Seducing Doctor Lewis

Seducing Doctor Lewis

As long as there are quirky waterfront villages in the world, there will be movies like Seducing Doctor Lewis, with city folk learning the simple life from sharper-than-they-look bumpkins. Seducing Doctor Lewis—the top-grossing movie of 2003 in its native Quebec—draws strongly from genre benchmark Local Hero and the TV series Northern Exposure, but director Jean-François Pouliot and screenwriter Ken Scott let cutesy eccentricity steamroll poignant humanism. Even the soundtrack is filled with one of those jaunty accordion-and-clarinet scores that announces at every second how life's a goddamned carnival.

David Boutin plays the title character, an amiable but morally weak surgeon who gets in trouble with the law and is sentenced to a month's community service in the crumbling fishing community of Ste. Marie-La Mauderne. Not coincidentally, the people of Ste. Marie-La Mauderne are trying to convince a plastic-container concern to build its new factory there, but they need to have a doctor in residence for at least the first five years of the contract. So the Maudernians, led by grizzled, determined Raymond Bouchard, set about learning all they can about Boutin in order to make their town the doctor's ideal. When they find out he likes cricket, they learn how to play cricket, and when they find out he likes avant-garde jazz, they ask a jazz-hating local musician to pretend he's an aficionado.
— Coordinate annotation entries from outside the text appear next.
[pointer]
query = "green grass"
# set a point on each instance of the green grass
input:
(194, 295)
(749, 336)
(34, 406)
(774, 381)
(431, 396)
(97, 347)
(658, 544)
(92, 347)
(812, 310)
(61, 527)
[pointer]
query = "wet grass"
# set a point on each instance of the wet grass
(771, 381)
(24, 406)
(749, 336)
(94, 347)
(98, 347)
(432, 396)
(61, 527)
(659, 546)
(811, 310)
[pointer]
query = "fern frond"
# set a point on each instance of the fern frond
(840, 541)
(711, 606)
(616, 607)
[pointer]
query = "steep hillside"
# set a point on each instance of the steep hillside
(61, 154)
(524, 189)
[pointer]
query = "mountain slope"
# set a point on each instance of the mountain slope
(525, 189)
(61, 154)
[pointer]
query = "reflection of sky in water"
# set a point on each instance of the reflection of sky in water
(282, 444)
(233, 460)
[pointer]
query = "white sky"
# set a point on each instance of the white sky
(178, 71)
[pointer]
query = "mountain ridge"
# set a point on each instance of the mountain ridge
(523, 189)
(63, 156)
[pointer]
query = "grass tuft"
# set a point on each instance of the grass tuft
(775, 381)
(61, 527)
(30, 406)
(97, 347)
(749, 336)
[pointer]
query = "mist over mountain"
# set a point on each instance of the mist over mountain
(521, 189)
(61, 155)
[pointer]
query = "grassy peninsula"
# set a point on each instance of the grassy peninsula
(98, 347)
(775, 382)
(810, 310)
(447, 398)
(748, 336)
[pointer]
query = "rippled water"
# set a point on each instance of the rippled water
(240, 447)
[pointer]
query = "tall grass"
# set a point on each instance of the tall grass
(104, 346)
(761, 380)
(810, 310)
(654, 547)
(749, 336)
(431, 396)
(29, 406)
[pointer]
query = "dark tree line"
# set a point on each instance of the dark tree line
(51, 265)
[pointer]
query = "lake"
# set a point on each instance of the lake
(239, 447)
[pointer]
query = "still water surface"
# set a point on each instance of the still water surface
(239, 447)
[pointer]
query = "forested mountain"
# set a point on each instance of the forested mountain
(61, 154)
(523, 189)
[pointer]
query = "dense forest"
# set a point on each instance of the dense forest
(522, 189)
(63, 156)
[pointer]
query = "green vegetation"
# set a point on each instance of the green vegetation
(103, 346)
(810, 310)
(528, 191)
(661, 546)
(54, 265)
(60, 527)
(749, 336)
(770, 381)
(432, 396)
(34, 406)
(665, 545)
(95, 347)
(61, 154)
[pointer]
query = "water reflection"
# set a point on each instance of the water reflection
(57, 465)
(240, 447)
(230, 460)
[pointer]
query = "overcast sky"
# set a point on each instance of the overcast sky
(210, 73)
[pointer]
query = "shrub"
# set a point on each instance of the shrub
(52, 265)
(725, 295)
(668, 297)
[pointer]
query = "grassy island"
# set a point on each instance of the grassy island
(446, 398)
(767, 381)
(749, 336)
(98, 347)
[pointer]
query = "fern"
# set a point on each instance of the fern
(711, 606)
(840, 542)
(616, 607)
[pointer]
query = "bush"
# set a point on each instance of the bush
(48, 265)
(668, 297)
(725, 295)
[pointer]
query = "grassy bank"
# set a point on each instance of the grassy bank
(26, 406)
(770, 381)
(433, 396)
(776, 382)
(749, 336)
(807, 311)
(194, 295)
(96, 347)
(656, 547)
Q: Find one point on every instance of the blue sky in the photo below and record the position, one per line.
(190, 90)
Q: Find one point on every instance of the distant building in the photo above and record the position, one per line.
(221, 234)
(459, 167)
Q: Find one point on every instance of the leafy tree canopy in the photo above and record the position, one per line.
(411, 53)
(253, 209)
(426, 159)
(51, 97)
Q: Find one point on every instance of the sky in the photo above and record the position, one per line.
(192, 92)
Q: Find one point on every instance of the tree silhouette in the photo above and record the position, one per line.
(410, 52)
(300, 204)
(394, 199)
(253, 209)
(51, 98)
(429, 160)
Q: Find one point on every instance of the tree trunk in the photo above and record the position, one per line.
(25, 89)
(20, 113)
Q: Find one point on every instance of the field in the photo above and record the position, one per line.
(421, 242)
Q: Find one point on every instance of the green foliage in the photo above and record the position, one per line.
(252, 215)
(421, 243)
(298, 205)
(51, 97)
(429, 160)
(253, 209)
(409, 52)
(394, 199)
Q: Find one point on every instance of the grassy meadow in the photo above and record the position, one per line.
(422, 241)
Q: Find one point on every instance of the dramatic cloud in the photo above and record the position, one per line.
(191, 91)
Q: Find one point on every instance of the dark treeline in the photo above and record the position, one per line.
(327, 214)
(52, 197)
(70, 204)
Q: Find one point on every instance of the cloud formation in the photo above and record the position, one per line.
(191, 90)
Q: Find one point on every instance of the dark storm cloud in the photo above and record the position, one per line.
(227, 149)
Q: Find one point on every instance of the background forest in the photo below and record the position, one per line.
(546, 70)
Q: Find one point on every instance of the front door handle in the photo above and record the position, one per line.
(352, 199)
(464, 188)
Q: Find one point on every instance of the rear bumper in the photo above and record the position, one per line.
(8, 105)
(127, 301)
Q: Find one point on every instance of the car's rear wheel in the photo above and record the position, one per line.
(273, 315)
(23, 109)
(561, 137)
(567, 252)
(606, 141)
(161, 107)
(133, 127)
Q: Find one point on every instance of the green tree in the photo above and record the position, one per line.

There's comic potential in the film's premise, which has a whole community remaking itself in one man's image, but Scott and Pouliot go too broad too often. Why have Boutin like cricket and jazz instead of baseball and R&B? Because cricket and jazz are weirder and easier to mock. It's the same reason officious town banker Benoît Brière has to have oiled-back hair, a sweater-vest with a bow tie, and glasses: It makes him look nerdier, and more removed from his neighbors.

To the film's credit, Brière's character is deepened some as the story plays out, and the filmmakers don't let the town off the hook for being spies and liars. But in their attempt to make rural life look magical, Scott and Pouliot dehumanize their characters, substituting quirks for true individuality. The groupthink behind the townspeople's plan is a dead giveaway: Who would have guessed that such a heavy majority of exurbanites would want to spend the rest of their lives making Tupperware?